Things have turned out rather differently. The pandemic has certainly sped up the shift towards e-commerce sales, which have risen from 14% of the total in 2018 to 20% this year according to JPMorgan Chase, a bank. Although the pace of growth has slowed in the past few months there will be no return to the past.
Meanwhile the industry’s structure is starting to look different. Amazon has thrived: its market share of e-commerce stands at about 40% overall and is far higher than that in some categories, such as books. Shopping centres have struggled to attract the same numbers of visitors as before, and some have defaulted on their debt. Nonetheless, the health of the non-Amazon retail industry looks better than it once did. At $2.5trn, for example, the market value of American listed retailers is 88% higher than at the start of 2018, while their total net debt burden has been easing since the end of 2019. The number of people employed in the retail trade is only 4% below its post-war peak in 2017.
Behind these numbers there are three types of fightback. First, the biggest retailers have embraced the digital world. This week Walmart predicted that its global e-commerce revenues would reach $75bn for the full year (about 13% of the firm’s total sales). It has made a big push in hybrid types of shopping that involve online activity but harness its stores, such as “click-and-collect” and online memberships. Target has promoted a similar service and digital sales now make up almost a fifth of its total.
The second fightback is from digital-only alternatives to Amazon. Although the veteran marketplace eBay has struggled over the years, Shopify, which helps merchants sell online and fulfil orders, has seen its share of American online sales reach 9% and its market value soar to $188bn. Many other digital firms are operating in lucrative niches, from Instacart in grocery delivery to Etsy in interactive shopping for artisanal goods.
Finally, some brands are taking control of distribution. Nike stopped selling directly on Amazon in 2019 and instead reaches consumers through its own apps and platforms. Its digital sales rose by two-thirds in the year to May, to 20% of the total.
The retail drama has several lessons. For firms in other industries facing digital disruption the key is to experiment and invest. Before Walmart got back its groove it had innumerable false starts and it has raised its capital spending by 40%. Antitrust regulators need to stay more up to date.
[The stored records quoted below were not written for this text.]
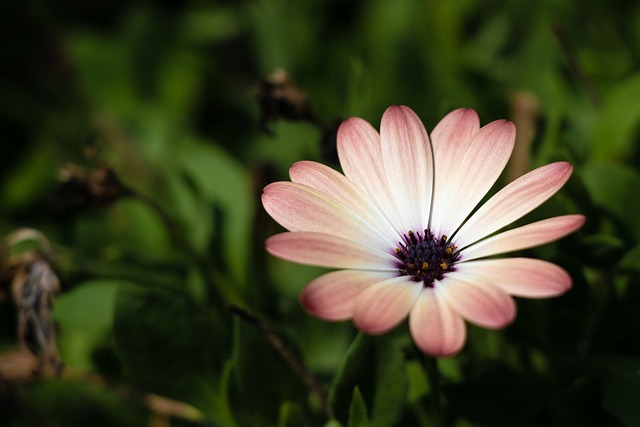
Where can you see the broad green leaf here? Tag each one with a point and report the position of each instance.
(358, 410)
(225, 184)
(615, 132)
(85, 316)
(631, 260)
(261, 380)
(67, 403)
(291, 415)
(611, 188)
(172, 347)
(377, 367)
(621, 394)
Even as they stampede to regulate big tech there is mounting evidence that the e-commerce marketplace is more dynamic than they realise.
The wave of experimentation will probably continue. New payment apps and social-media firms with hordes of customers are expanding into e-commerce, and retailers are shifting into online advertising and entertainment. For America’s indefatigable consumers, and for its workers, the good news is that competition—combined with an almighty shock—have led to a more innovative industry, rather than the end of the world.